Les ménages ne souhaitent pas nécessairement s’endetter et les banques ne souhaitent pas leur prêter car elles risqueraient d’avoir des difficultées financières en prêtant à des personnes peu solvables. On se rend rapidement compte des limites du Quantitativ Easing et des raisons pour lesquelles son efficacité est discutée. 

Concrètement, qu'est-ce qui a changé à partir de 2020 et la venue du covid ? 

Les gouvernements se sont mis à dépenser comme jamais en distribuant de l’argent à tout va. A cela s’ajoute les tensions sur le marché de l’énergie.

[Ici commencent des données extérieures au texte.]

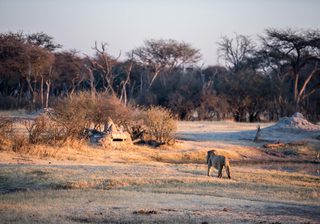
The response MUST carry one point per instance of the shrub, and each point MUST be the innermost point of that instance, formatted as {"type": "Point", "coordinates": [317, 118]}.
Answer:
{"type": "Point", "coordinates": [160, 124]}
{"type": "Point", "coordinates": [6, 131]}
{"type": "Point", "coordinates": [44, 130]}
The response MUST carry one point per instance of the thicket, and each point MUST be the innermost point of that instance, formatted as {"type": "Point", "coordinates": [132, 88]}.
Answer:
{"type": "Point", "coordinates": [256, 80]}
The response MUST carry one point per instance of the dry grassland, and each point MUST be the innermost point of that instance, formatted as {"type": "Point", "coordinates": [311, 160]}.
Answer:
{"type": "Point", "coordinates": [78, 183]}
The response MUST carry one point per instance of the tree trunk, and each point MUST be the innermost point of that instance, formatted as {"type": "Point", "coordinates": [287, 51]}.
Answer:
{"type": "Point", "coordinates": [48, 84]}
{"type": "Point", "coordinates": [42, 92]}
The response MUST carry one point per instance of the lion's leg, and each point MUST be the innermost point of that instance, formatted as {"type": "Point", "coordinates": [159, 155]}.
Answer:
{"type": "Point", "coordinates": [209, 166]}
{"type": "Point", "coordinates": [220, 171]}
{"type": "Point", "coordinates": [228, 171]}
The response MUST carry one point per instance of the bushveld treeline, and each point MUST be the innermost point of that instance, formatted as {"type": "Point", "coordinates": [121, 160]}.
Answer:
{"type": "Point", "coordinates": [274, 76]}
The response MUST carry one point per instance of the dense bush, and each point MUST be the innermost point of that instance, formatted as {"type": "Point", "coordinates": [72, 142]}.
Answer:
{"type": "Point", "coordinates": [80, 111]}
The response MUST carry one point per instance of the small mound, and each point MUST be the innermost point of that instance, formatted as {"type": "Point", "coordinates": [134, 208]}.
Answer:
{"type": "Point", "coordinates": [295, 122]}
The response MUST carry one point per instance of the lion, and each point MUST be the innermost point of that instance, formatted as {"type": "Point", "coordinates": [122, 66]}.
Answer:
{"type": "Point", "coordinates": [218, 162]}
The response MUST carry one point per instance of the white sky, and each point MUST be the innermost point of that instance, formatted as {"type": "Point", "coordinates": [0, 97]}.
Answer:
{"type": "Point", "coordinates": [125, 24]}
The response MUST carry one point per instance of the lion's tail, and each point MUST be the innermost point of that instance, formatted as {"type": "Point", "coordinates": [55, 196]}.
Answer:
{"type": "Point", "coordinates": [228, 170]}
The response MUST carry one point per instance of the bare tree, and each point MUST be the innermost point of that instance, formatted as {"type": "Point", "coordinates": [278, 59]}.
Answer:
{"type": "Point", "coordinates": [104, 64]}
{"type": "Point", "coordinates": [161, 55]}
{"type": "Point", "coordinates": [298, 54]}
{"type": "Point", "coordinates": [236, 52]}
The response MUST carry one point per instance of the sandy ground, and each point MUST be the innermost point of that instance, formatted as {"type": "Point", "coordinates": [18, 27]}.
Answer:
{"type": "Point", "coordinates": [145, 185]}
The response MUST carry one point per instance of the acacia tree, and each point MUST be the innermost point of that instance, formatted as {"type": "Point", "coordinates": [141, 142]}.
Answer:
{"type": "Point", "coordinates": [163, 55]}
{"type": "Point", "coordinates": [296, 54]}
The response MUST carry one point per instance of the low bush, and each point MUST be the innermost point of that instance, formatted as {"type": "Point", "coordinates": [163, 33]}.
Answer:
{"type": "Point", "coordinates": [81, 111]}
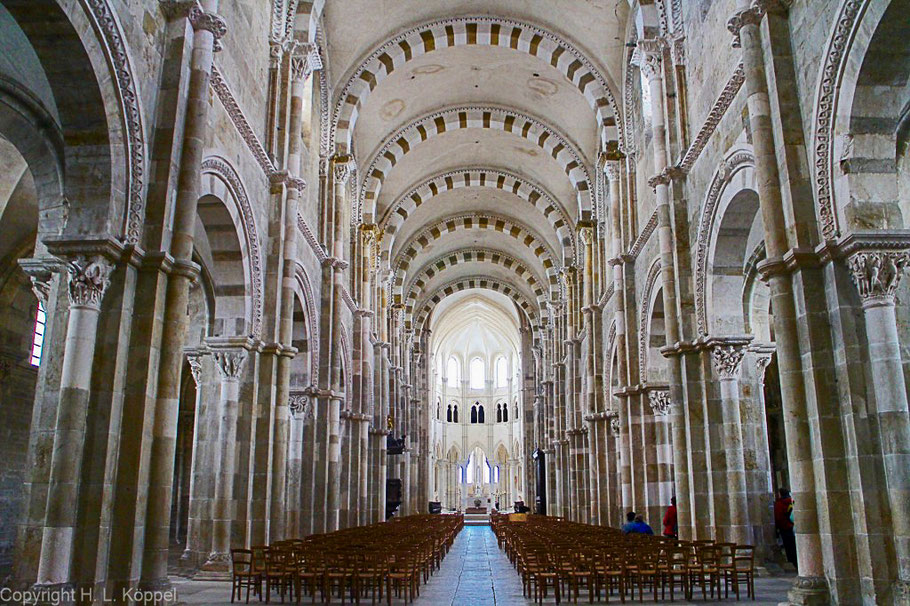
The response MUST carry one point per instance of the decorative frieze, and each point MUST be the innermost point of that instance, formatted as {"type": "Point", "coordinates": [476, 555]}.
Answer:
{"type": "Point", "coordinates": [877, 274]}
{"type": "Point", "coordinates": [89, 277]}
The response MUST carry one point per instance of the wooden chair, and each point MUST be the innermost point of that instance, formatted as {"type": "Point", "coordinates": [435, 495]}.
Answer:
{"type": "Point", "coordinates": [743, 570]}
{"type": "Point", "coordinates": [243, 575]}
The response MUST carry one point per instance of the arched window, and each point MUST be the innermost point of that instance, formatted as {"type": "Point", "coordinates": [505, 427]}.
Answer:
{"type": "Point", "coordinates": [38, 335]}
{"type": "Point", "coordinates": [453, 375]}
{"type": "Point", "coordinates": [502, 372]}
{"type": "Point", "coordinates": [477, 377]}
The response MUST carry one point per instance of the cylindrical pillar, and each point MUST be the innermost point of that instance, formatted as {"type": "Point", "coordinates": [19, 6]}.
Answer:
{"type": "Point", "coordinates": [89, 277]}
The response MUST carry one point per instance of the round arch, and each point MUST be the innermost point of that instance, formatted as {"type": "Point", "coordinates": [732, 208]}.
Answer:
{"type": "Point", "coordinates": [502, 119]}
{"type": "Point", "coordinates": [488, 31]}
{"type": "Point", "coordinates": [532, 193]}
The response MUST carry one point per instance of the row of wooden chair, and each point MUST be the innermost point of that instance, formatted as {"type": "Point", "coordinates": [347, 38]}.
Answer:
{"type": "Point", "coordinates": [567, 557]}
{"type": "Point", "coordinates": [378, 560]}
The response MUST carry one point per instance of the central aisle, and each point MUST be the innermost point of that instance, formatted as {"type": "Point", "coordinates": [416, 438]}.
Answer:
{"type": "Point", "coordinates": [474, 572]}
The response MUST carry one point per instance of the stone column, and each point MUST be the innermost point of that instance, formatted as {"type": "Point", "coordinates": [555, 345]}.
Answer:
{"type": "Point", "coordinates": [649, 56]}
{"type": "Point", "coordinates": [659, 400]}
{"type": "Point", "coordinates": [876, 274]}
{"type": "Point", "coordinates": [89, 277]}
{"type": "Point", "coordinates": [229, 355]}
{"type": "Point", "coordinates": [187, 560]}
{"type": "Point", "coordinates": [343, 167]}
{"type": "Point", "coordinates": [302, 65]}
{"type": "Point", "coordinates": [727, 355]}
{"type": "Point", "coordinates": [811, 586]}
{"type": "Point", "coordinates": [208, 28]}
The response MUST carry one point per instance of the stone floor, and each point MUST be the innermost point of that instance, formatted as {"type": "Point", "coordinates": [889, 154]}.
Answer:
{"type": "Point", "coordinates": [475, 573]}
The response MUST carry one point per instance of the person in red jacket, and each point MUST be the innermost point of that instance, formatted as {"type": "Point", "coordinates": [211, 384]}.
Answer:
{"type": "Point", "coordinates": [671, 525]}
{"type": "Point", "coordinates": [783, 522]}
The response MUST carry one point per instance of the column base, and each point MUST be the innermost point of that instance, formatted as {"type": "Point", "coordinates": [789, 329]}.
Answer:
{"type": "Point", "coordinates": [216, 568]}
{"type": "Point", "coordinates": [901, 593]}
{"type": "Point", "coordinates": [809, 591]}
{"type": "Point", "coordinates": [158, 592]}
{"type": "Point", "coordinates": [55, 594]}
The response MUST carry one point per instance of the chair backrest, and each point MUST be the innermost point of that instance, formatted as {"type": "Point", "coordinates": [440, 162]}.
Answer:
{"type": "Point", "coordinates": [241, 560]}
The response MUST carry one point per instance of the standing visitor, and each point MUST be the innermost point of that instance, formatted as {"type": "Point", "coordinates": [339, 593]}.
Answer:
{"type": "Point", "coordinates": [783, 522]}
{"type": "Point", "coordinates": [671, 525]}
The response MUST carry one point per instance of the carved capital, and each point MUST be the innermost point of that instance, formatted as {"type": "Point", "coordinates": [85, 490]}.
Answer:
{"type": "Point", "coordinates": [210, 22]}
{"type": "Point", "coordinates": [194, 359]}
{"type": "Point", "coordinates": [611, 170]}
{"type": "Point", "coordinates": [727, 358]}
{"type": "Point", "coordinates": [648, 55]}
{"type": "Point", "coordinates": [614, 425]}
{"type": "Point", "coordinates": [342, 167]}
{"type": "Point", "coordinates": [659, 400]}
{"type": "Point", "coordinates": [762, 361]}
{"type": "Point", "coordinates": [305, 60]}
{"type": "Point", "coordinates": [877, 274]}
{"type": "Point", "coordinates": [230, 361]}
{"type": "Point", "coordinates": [586, 234]}
{"type": "Point", "coordinates": [89, 277]}
{"type": "Point", "coordinates": [41, 273]}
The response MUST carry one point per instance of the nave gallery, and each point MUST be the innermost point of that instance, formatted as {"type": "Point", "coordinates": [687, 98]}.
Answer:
{"type": "Point", "coordinates": [272, 269]}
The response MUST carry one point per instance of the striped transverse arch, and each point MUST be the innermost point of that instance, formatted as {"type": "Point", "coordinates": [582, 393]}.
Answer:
{"type": "Point", "coordinates": [450, 225]}
{"type": "Point", "coordinates": [496, 118]}
{"type": "Point", "coordinates": [468, 31]}
{"type": "Point", "coordinates": [530, 192]}
{"type": "Point", "coordinates": [421, 314]}
{"type": "Point", "coordinates": [471, 255]}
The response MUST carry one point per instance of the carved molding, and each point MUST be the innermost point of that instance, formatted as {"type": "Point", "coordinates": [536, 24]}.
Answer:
{"type": "Point", "coordinates": [229, 102]}
{"type": "Point", "coordinates": [127, 89]}
{"type": "Point", "coordinates": [89, 277]}
{"type": "Point", "coordinates": [210, 22]}
{"type": "Point", "coordinates": [225, 171]}
{"type": "Point", "coordinates": [721, 178]}
{"type": "Point", "coordinates": [877, 274]}
{"type": "Point", "coordinates": [351, 98]}
{"type": "Point", "coordinates": [643, 237]}
{"type": "Point", "coordinates": [645, 308]}
{"type": "Point", "coordinates": [720, 107]}
{"type": "Point", "coordinates": [848, 20]}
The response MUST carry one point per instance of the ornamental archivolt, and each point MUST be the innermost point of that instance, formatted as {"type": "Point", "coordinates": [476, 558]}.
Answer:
{"type": "Point", "coordinates": [877, 274]}
{"type": "Point", "coordinates": [89, 277]}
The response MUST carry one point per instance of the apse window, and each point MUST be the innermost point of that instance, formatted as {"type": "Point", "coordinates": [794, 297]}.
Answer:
{"type": "Point", "coordinates": [452, 374]}
{"type": "Point", "coordinates": [502, 372]}
{"type": "Point", "coordinates": [38, 337]}
{"type": "Point", "coordinates": [477, 377]}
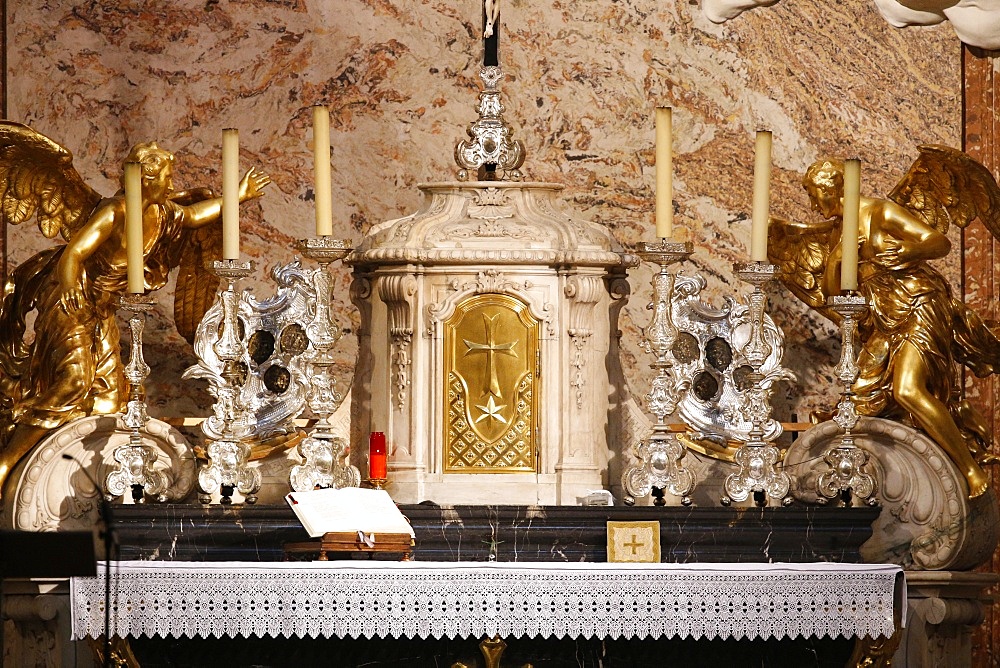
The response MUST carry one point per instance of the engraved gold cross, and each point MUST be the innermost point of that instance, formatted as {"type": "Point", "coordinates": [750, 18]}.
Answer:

Le résultat de l’étude indique qu'environ les deux tiers de l'inflation subie par les États-Unis sur la période 2020-2021 sont attribuables au choc de demande. 

En revanche, le cas de la zone euro est différent, dans la mesure où les auteurs estiment que seule la moitié de l’inflation observée en 2020-2021 est attribuable au choc de demande agrégée. 

En bref, ce sont les excès de politiques keynésiennes aux États-Unis pendant la crise du covid qui ont provoqué la plus grande poussée inflationniste des 40 dernières années.

Évidemment, les chocs d'offre ont aggravé ce phénomène mais l'origine et l'essentiel du phénomène s'expliquent par des stimulations étatiques excessives.

Le cas européen étant plus complexe et s’expliquant par une multitude de phénomènes ayant trait à la fois aux stimulations fiscales, au choc d’offre, au choc énergétique ou encore à la dévaluation du taux de change.